Literature DB >> 32107391

Network modeling of patients' biomolecular profiles for clinical phenotype/outcome prediction.

Jessica Gliozzo1,2, Paolo Perlasca1, Marco Mesiti1, Elena Casiraghi1, Viviana Vallacchi3, Elisabetta Vergani3, Marco Frasca1, Giuliano Grossi1, Alessandro Petrini1, Matteo Re1, Alberto Paccanaro4,5, Giorgio Valentini6.   

Abstract

Methods for phenotype and outcome prediction are largely based on inductive supervised models that use selected biomarkers to make predictions, without explicitly considering the functional relationships between individuals.
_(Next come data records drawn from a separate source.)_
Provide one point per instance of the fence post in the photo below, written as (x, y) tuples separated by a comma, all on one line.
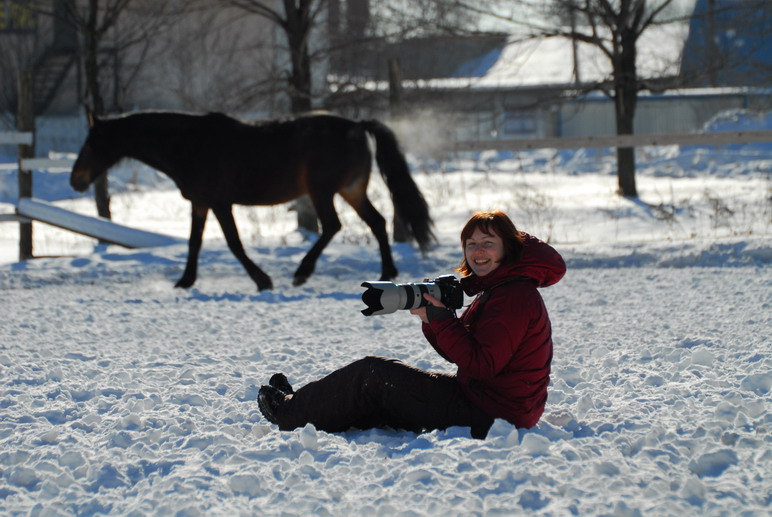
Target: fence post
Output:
[(25, 122), (395, 105)]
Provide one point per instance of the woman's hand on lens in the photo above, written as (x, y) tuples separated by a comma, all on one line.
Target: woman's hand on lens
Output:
[(421, 311)]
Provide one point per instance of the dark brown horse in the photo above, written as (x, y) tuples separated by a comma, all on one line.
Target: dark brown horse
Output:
[(217, 161)]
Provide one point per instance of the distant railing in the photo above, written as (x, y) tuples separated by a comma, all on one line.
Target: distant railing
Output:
[(715, 138)]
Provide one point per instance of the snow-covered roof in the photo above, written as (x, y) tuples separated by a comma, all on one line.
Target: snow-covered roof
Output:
[(549, 61), (526, 62)]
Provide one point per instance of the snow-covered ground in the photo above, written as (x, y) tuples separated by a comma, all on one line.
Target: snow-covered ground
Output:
[(121, 395)]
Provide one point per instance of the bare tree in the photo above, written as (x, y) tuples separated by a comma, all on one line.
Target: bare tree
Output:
[(297, 21), (103, 45)]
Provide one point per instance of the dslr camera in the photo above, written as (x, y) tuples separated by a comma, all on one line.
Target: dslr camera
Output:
[(385, 297)]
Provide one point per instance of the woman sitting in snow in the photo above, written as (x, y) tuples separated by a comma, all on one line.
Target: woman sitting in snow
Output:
[(502, 345)]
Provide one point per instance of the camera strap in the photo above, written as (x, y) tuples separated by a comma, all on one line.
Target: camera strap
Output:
[(486, 294)]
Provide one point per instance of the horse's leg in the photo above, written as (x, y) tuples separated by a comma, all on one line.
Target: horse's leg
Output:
[(224, 215), (361, 204), (325, 209), (197, 222)]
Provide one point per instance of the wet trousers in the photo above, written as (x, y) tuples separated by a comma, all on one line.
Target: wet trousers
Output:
[(376, 392)]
We introduce a novel network-based approach named Patient-Net (P-Net) in which biomolecular profiles of patients are modeled in a graph-structured space that represents gene expression relationships between patients. Then a kernel-based semi-supervised transductive algorithm is applied to the graph to explore the overall topology of the graph and to predict the phenotype/clinical outcome of patients. Experimental tests involving several publicly available datasets of patients afflicted with pancreatic, breast, colon and colorectal cancer show that our proposed method is competitive with state-of-the-art supervised and semi-supervised predictive systems. Importantly, P-Net also provides interpretable models that can be easily visualized to gain clues about the relationships between patients, and to formulate hypotheses about their stratification.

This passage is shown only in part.